A new study by Brain & Behavior Research Foundation NARSAD Grantees Lin Mei, M.D., Ph.D., Dong-Min Yin, Ph.D., and Graham Bean, Ph.D., of the Medical College of Georgia and their colleagues found that when they restored “normal” levels of a gene whose over expression is known to be associated with the development of schizophrenia in some patients, behavioral symptoms were corrected. In the process, using animal models, they also identified a previously unknown potential pathological mechanism (an enzyme called LIMK1) that was triggered by over expression of the Neuregulin 1 (NRG1) gene. The study was published May 22, 2013 in Neuron.

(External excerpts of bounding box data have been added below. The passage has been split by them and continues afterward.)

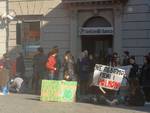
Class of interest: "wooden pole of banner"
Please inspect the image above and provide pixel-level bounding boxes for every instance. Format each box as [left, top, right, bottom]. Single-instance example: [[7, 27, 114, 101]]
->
[[99, 86, 106, 94]]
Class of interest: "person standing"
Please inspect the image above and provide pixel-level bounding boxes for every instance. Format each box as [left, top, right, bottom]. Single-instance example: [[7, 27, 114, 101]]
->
[[32, 47, 47, 93], [122, 51, 130, 66], [16, 52, 25, 79], [129, 56, 139, 83], [111, 52, 120, 67], [140, 56, 150, 101], [46, 48, 58, 80]]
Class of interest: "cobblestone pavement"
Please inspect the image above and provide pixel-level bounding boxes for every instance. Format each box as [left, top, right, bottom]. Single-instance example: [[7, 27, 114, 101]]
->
[[0, 94, 150, 113]]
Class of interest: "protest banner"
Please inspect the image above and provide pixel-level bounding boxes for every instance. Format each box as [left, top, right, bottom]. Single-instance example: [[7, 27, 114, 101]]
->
[[92, 64, 125, 91], [40, 80, 77, 102]]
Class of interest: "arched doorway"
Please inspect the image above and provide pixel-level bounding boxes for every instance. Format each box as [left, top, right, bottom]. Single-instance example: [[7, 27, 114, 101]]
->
[[80, 16, 113, 64]]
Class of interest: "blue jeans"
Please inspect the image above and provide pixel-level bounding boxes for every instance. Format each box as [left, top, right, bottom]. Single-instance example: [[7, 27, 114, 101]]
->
[[48, 72, 58, 80]]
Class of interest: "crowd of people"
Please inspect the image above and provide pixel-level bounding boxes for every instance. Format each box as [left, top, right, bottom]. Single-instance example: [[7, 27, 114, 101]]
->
[[0, 46, 150, 105]]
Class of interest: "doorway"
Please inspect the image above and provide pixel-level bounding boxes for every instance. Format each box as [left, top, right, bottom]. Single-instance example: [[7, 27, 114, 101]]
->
[[81, 35, 113, 64], [16, 21, 40, 59]]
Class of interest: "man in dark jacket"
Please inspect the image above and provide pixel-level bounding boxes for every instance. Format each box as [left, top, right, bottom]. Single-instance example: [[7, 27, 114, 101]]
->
[[129, 56, 139, 81]]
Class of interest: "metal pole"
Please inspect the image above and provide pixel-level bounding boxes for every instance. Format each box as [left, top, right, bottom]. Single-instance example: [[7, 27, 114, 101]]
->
[[6, 0, 9, 53]]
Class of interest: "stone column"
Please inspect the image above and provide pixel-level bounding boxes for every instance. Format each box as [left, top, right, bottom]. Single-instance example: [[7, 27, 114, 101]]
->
[[70, 10, 78, 57], [113, 5, 122, 55]]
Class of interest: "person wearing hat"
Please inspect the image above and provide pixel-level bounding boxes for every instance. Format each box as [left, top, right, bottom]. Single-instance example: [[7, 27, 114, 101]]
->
[[129, 56, 139, 82], [122, 51, 130, 66]]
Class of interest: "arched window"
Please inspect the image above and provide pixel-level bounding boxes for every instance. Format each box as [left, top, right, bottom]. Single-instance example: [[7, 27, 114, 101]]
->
[[83, 16, 111, 27]]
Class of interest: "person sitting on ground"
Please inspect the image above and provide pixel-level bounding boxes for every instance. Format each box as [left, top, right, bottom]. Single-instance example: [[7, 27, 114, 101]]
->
[[8, 77, 26, 93]]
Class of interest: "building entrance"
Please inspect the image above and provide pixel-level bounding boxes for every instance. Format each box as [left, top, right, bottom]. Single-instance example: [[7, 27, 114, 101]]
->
[[81, 35, 113, 64], [80, 17, 113, 64]]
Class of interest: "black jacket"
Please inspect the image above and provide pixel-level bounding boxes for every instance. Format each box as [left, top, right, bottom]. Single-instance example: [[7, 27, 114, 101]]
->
[[129, 64, 139, 79]]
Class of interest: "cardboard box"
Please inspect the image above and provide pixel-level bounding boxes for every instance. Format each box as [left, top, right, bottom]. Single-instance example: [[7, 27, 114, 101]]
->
[[40, 80, 77, 102]]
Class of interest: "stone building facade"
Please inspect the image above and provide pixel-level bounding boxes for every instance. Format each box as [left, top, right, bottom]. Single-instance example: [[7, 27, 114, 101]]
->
[[0, 0, 150, 64]]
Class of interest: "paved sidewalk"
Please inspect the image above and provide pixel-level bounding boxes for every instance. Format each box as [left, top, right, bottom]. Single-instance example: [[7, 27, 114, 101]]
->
[[0, 94, 150, 113]]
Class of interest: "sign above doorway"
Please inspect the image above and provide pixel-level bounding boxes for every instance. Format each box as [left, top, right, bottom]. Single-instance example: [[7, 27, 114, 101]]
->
[[79, 27, 113, 35]]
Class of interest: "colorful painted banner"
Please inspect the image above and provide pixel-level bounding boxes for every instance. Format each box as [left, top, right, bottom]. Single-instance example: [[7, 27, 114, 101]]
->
[[93, 64, 125, 90], [41, 80, 77, 102]]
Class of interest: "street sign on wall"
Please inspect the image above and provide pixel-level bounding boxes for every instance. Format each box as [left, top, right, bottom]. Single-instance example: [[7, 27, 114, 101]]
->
[[79, 27, 113, 35]]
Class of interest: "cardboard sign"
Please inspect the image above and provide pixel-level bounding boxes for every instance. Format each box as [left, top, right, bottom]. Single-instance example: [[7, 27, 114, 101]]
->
[[40, 80, 77, 102], [93, 64, 125, 90]]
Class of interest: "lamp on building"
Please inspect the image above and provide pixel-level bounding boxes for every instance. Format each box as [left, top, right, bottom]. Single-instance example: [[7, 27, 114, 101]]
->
[[0, 10, 16, 20]]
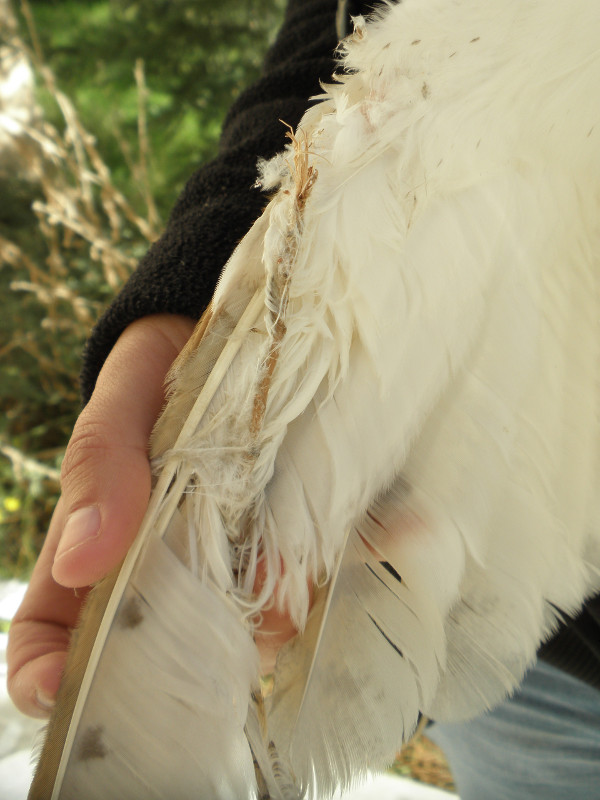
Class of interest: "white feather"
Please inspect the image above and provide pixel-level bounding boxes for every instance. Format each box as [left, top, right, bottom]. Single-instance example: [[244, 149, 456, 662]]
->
[[33, 0, 600, 798]]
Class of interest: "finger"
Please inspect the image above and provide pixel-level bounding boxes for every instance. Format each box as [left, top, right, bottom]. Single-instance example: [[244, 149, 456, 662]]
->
[[7, 316, 193, 716], [53, 316, 193, 587], [6, 500, 86, 717]]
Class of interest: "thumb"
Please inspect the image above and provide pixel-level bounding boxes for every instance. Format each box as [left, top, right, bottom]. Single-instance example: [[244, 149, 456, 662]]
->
[[52, 315, 194, 587]]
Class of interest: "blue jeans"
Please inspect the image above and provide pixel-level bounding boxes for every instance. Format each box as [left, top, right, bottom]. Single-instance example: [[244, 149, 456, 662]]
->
[[426, 662, 600, 800]]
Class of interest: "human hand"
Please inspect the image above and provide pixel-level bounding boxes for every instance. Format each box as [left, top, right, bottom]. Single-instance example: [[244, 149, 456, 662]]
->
[[7, 315, 308, 717], [7, 314, 194, 717]]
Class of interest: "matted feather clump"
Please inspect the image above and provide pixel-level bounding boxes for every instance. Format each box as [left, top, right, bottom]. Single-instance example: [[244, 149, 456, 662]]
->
[[30, 0, 600, 800]]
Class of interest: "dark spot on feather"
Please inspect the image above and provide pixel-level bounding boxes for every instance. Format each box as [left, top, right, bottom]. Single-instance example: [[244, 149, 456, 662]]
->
[[77, 725, 108, 761], [119, 597, 144, 630], [380, 561, 402, 583], [369, 614, 404, 658]]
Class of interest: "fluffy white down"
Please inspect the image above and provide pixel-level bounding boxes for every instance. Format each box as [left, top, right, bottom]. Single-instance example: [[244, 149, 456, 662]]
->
[[41, 0, 600, 797]]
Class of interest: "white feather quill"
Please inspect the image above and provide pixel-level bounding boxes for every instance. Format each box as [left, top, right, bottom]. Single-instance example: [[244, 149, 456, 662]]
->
[[30, 0, 600, 800]]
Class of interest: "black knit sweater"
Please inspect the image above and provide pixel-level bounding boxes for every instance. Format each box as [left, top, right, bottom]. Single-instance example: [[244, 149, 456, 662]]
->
[[81, 0, 600, 690]]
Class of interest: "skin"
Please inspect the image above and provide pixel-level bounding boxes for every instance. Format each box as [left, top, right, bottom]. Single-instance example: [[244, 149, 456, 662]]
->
[[7, 314, 295, 718]]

Schizophrenia is thought to stem from derailed brain development that has lasting consequences into adulthood. Much like a bad foundation can weaken the structure of an entire house, research suggests that the subtle mis-wiring of the brain early in life can cascade into a host of other problems for the brain, and increase a person’s risk for succumbing to schizophrenia in early adulthood. In some cases, this faulty wiring has been linked to high levels of Neuregelin 1 gene levels.
Senior author Dr. Lin Mei from the Medical College of Georgia at Georgia Regents University explains the team’s work: “They genetically engineered mice so they could turn up levels of NRG1 to mimic high levels found in some patients then return levels to normal. They found that when elevated, mice were hyperactive, couldn’t remember what they had just learned and couldn’t ignore distracting background or white noise. When they returned NRG1 levels to normal in adult mice, the schizophrenia-like symptoms went away.”
Although the brain has less capacity for change in adulthood, the new results suggest that it may be possible to recover, at least in part, from a long-standing malfunction. This means that therapeutic strategies aiming to fix such developmental glitches could help people who have already developed schizophrenia.